Millie recalls how former Taita Taveta Woman Rep Joyce Lay broke down in Parliament while discussing how she was “forced to adopt her own son” sired via assisted reproduction.’
Kenya has passed the Assisted Reproductive Technology (ART) Bill 2022, a landmark law creating the nation’s first legal framework for services like IVF and surrogacy. The bill, championed by Suba North MP Millie Odhiambo, aims to end years of dangerous unregulation, protect families from exploitation, and dismantle the deep stigma surrounding childlessness.
This historic victory is the direct result of a deeply personal crusade by Millie, who transformed her own experience of childlessness and the witnessed agony of countless constituents into a decade-long legislative battle.
The crusade’s defining moment came not in Parliament, but in a small village called Obambo. A woman in a tattered pink dress stood frozen as others whispered “that one” when leaders called for childless women to step forward.
Witnessing this public humiliation, Millie saw the silent crisis affecting thousands made vividly, painfully human. This encounter, alongside pleas from educated, professional women in support groups who felt exploited by unregulated clinics and silenced by stigma, ignited her mission.
“At that point, I did not know myself that I would not have a child,” Millie recalls. But when her own childlessness became a campaign issue, she realised the depth of the problem. “I think because I’m fairly liberal in mind, I didn’t think people would take something like that as such a big deal.”
She was wrong.
You know, mheshimiwa, we are the childless ones who don’t talk before people
As MP Millie engaged with constituents, farmers, teachers, and people living with HIV who spoke openly about their challenges, but one group always waited until everyone else had left.
“They’ll be telling me, ‘You know, mheshimiwa, we are the ones who are like you,'” she remembers. “We are the childless ones.
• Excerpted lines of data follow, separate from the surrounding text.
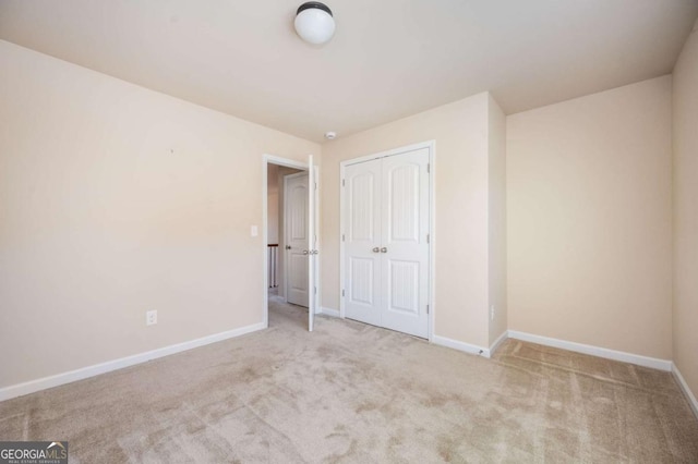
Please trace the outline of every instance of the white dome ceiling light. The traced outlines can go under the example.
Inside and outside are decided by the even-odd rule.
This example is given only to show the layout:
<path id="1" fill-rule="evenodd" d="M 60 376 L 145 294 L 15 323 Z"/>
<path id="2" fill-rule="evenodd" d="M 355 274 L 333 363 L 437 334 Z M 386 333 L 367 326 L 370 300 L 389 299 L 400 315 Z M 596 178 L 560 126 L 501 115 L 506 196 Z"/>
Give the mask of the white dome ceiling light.
<path id="1" fill-rule="evenodd" d="M 322 45 L 335 34 L 335 19 L 326 4 L 308 1 L 296 12 L 296 32 L 306 42 Z"/>

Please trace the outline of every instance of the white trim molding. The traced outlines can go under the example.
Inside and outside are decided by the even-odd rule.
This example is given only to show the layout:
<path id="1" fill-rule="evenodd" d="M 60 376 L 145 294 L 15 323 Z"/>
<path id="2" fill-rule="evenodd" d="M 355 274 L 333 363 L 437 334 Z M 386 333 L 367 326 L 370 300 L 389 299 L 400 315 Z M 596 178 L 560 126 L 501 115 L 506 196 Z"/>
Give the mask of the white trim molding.
<path id="1" fill-rule="evenodd" d="M 321 306 L 320 314 L 324 314 L 325 316 L 330 316 L 330 317 L 339 317 L 339 309 L 333 309 L 333 308 Z"/>
<path id="2" fill-rule="evenodd" d="M 482 357 L 490 357 L 490 349 L 471 345 L 470 343 L 459 342 L 458 340 L 448 339 L 446 337 L 441 337 L 434 334 L 431 340 L 435 345 L 446 346 L 449 349 L 462 351 L 469 354 L 477 354 Z"/>
<path id="3" fill-rule="evenodd" d="M 688 383 L 686 383 L 684 376 L 681 375 L 678 367 L 676 367 L 674 363 L 672 363 L 672 374 L 674 375 L 674 378 L 678 382 L 678 386 L 681 387 L 681 389 L 684 391 L 684 394 L 686 395 L 686 400 L 688 400 L 688 404 L 690 404 L 690 408 L 694 410 L 694 414 L 696 415 L 696 418 L 698 418 L 698 400 L 696 400 L 694 392 L 690 391 L 690 388 L 688 387 Z"/>
<path id="4" fill-rule="evenodd" d="M 82 367 L 80 369 L 70 370 L 68 373 L 57 374 L 55 376 L 44 377 L 36 380 L 29 380 L 24 383 L 4 387 L 0 389 L 0 401 L 23 396 L 25 394 L 34 393 L 40 390 L 46 390 L 77 380 L 83 380 L 89 377 L 95 377 L 100 374 L 106 374 L 112 370 L 122 369 L 124 367 L 134 366 L 136 364 L 157 359 L 159 357 L 169 356 L 170 354 L 176 354 L 210 343 L 220 342 L 263 329 L 266 329 L 266 323 L 253 323 L 251 326 L 245 326 L 239 329 L 232 329 L 220 333 L 214 333 L 212 335 L 202 337 L 200 339 L 190 340 L 188 342 L 177 343 L 173 345 L 147 351 L 145 353 L 139 353 L 132 356 L 121 357 L 119 359 L 108 361 L 106 363 L 95 364 L 92 366 Z"/>
<path id="5" fill-rule="evenodd" d="M 551 339 L 549 337 L 534 335 L 532 333 L 519 332 L 516 330 L 509 330 L 508 333 L 509 338 L 522 340 L 525 342 L 574 351 L 576 353 L 589 354 L 591 356 L 604 357 L 606 359 L 621 361 L 623 363 L 637 364 L 638 366 L 651 367 L 652 369 L 664 370 L 667 373 L 672 370 L 672 362 L 669 359 L 641 356 L 639 354 L 586 345 L 583 343 L 567 342 L 565 340 Z"/>

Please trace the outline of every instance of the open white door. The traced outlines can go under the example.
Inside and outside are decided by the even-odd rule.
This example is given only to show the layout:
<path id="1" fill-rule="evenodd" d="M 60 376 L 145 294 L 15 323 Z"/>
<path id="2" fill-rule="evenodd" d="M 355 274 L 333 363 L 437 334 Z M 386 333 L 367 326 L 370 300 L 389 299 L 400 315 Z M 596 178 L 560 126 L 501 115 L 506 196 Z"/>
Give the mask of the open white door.
<path id="1" fill-rule="evenodd" d="M 313 166 L 313 156 L 308 156 L 308 330 L 313 331 L 317 298 L 317 227 L 315 213 L 315 193 L 317 176 Z"/>

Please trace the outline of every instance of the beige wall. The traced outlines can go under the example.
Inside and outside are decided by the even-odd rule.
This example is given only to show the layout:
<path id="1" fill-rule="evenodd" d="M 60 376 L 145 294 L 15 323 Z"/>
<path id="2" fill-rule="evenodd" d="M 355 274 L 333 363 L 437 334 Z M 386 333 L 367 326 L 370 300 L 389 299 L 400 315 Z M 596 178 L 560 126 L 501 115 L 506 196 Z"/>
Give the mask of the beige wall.
<path id="1" fill-rule="evenodd" d="M 509 329 L 671 359 L 671 84 L 507 118 Z"/>
<path id="2" fill-rule="evenodd" d="M 262 156 L 318 145 L 5 41 L 0 68 L 0 387 L 262 322 Z"/>
<path id="3" fill-rule="evenodd" d="M 674 69 L 674 363 L 698 394 L 698 22 Z"/>
<path id="4" fill-rule="evenodd" d="M 435 333 L 489 345 L 488 107 L 483 93 L 323 145 L 323 306 L 339 309 L 339 163 L 435 139 Z"/>
<path id="5" fill-rule="evenodd" d="M 506 117 L 492 98 L 489 115 L 489 279 L 491 346 L 507 330 L 506 298 Z"/>

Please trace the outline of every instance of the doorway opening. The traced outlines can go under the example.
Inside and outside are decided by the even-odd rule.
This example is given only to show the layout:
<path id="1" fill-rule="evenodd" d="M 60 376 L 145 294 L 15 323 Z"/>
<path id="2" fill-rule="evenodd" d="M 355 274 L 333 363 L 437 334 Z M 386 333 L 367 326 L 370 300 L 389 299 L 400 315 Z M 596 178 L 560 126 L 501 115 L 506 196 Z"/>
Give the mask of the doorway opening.
<path id="1" fill-rule="evenodd" d="M 316 282 L 315 182 L 309 163 L 265 155 L 263 160 L 264 323 L 269 314 L 312 330 Z M 313 196 L 311 200 L 311 195 Z M 312 241 L 311 241 L 312 236 Z M 274 316 L 273 316 L 274 317 Z"/>

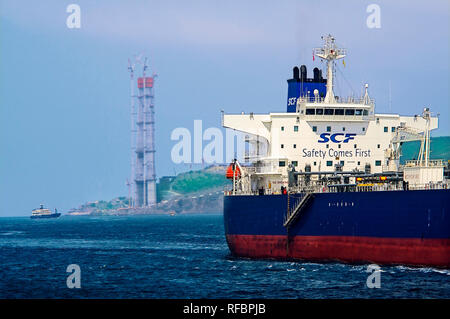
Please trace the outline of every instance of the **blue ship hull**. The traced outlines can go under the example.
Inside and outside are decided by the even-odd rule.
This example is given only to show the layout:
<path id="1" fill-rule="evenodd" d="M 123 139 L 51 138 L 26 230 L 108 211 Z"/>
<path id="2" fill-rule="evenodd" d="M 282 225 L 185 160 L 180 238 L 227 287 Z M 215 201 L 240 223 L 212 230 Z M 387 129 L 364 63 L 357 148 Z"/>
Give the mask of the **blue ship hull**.
<path id="1" fill-rule="evenodd" d="M 225 196 L 225 233 L 241 257 L 450 267 L 449 195 L 317 193 L 289 230 L 287 195 Z"/>

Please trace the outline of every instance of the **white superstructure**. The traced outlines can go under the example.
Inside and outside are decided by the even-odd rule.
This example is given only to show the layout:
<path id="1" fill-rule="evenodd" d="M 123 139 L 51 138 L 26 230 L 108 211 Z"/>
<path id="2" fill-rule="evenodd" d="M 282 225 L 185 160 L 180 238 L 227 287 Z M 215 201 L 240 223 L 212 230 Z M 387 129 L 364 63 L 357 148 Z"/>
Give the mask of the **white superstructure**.
<path id="1" fill-rule="evenodd" d="M 317 90 L 300 96 L 296 112 L 223 114 L 224 127 L 247 134 L 252 190 L 287 186 L 292 167 L 298 172 L 398 171 L 401 142 L 429 141 L 429 131 L 438 127 L 428 109 L 427 116 L 376 113 L 367 84 L 360 98 L 334 96 L 334 60 L 344 57 L 345 50 L 327 36 L 315 54 L 327 62 L 325 97 Z M 425 148 L 428 152 L 429 143 Z"/>

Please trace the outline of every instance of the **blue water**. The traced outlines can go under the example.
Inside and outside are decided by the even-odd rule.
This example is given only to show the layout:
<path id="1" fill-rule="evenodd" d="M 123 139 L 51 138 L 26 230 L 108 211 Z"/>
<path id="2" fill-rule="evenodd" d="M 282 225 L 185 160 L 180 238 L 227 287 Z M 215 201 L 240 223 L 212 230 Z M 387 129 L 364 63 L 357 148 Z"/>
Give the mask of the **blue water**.
<path id="1" fill-rule="evenodd" d="M 366 269 L 233 258 L 219 215 L 0 218 L 0 298 L 450 298 L 449 270 Z"/>

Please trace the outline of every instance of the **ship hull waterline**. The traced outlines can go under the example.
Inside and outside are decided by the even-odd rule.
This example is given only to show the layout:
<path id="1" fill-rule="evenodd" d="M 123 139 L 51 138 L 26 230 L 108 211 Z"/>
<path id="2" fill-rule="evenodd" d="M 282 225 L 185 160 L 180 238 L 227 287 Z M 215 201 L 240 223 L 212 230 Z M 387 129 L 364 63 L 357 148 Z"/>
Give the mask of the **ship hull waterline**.
<path id="1" fill-rule="evenodd" d="M 238 257 L 450 268 L 449 195 L 319 193 L 289 230 L 287 195 L 225 196 L 226 239 Z"/>

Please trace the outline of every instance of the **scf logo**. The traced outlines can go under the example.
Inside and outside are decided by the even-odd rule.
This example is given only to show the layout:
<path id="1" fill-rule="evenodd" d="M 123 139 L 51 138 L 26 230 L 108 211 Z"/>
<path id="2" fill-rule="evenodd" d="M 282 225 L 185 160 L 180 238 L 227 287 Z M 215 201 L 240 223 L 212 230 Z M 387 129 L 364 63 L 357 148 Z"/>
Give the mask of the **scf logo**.
<path id="1" fill-rule="evenodd" d="M 356 133 L 322 133 L 320 134 L 321 140 L 318 140 L 319 143 L 327 143 L 328 141 L 332 141 L 333 143 L 348 143 L 348 141 L 353 140 L 356 136 Z M 339 137 L 339 139 L 337 139 Z M 341 138 L 343 137 L 343 138 Z"/>

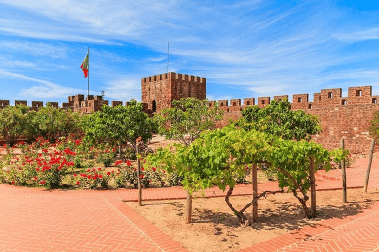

The childless ones don’t talk before people.”
The discrimination runs deep, and childless women, Millie discovered, are often among the poorest, most disregarded, mistreated, and abandoned. Just recently, she noticed the indignity of burying a childless woman in her constituency while another sick one was only visited once by her husband.
“They don’t regard people who are childless as human,” Millie states bluntly.
Ironically, Kenya’s cultures have historically protected childless couples. Among the Kikuyu and Kamba communities, forms of traditional surrogacy existed: women were allowed to marry other women to continue their lineage, while brothers quietly helped infertile siblings conceive.
“Society found a way of dealing with it,” she explains, referencing Jonathan Kariara’s poem “A Leopard Lives in a Muu Tree” from her high school days, which addressed male infertility through coded language.
While society blames women for childlessness, medical science shows that male factor infertility is often one primary cause.
Faith leaders, including the Catholic Church, raised questions about surrogacy
Before its approval, the ART Bill faced several delays driven by concerns from different groups, including Millie’s parliamentary colleagues who questioned its intention.
Faith leaders, including those from the Catholic Church, also raised questions about surrogacy and the ethical considerations around assisted reproduction.
Millie clarifies that the Bill focuses on helping families facing childlessness, a major concern in many communities and that it does not compel anyone to use these services, which are regulated.
The human cost of the delay in passing the Bill was such that even former legislators were forced to navigate fertility treatments without legal protection.
Millie recalls how former Taita Taveta Woman Rep Joyce Lay broke down when discussing how she was “forced to adopt her own son, who she even has a genetic link with,” Millie explains.
The son only discovered he was legally adopted years later when they needed to travel. ‘You mean I’m actually adopted?’ he asked. His mother then had to explain,” says Millie.
We’ll make it easier for you to have children through assisted reproduction
The Assisted Reproductive Technology Bill now awaits approval from Senate review and Presidential Assent to become law.
Millie says she has obtained Senate leadership pledges to fast-track the Bill, which prioritises Kenyan citizens and addresses the critical demand for regulated, ethical, and widely available fertility services nationwide.
“I consider it a privilege to be childless,” Millie says, “because then I’m able to talk with authority. I’m not talking from a point of empathy, I’m talking from a point of knowledge and empowerment.”
Her message to struggling Kenyans is a promise to make the services transparent and inclusive, where everyone has equal access.
“We’ll try our best to make it easier for you to have children through assisted reproduction. If technology can assist women and men who are depressed, who are frustrated, whose marriages are breaking because they don’t have children, why not?”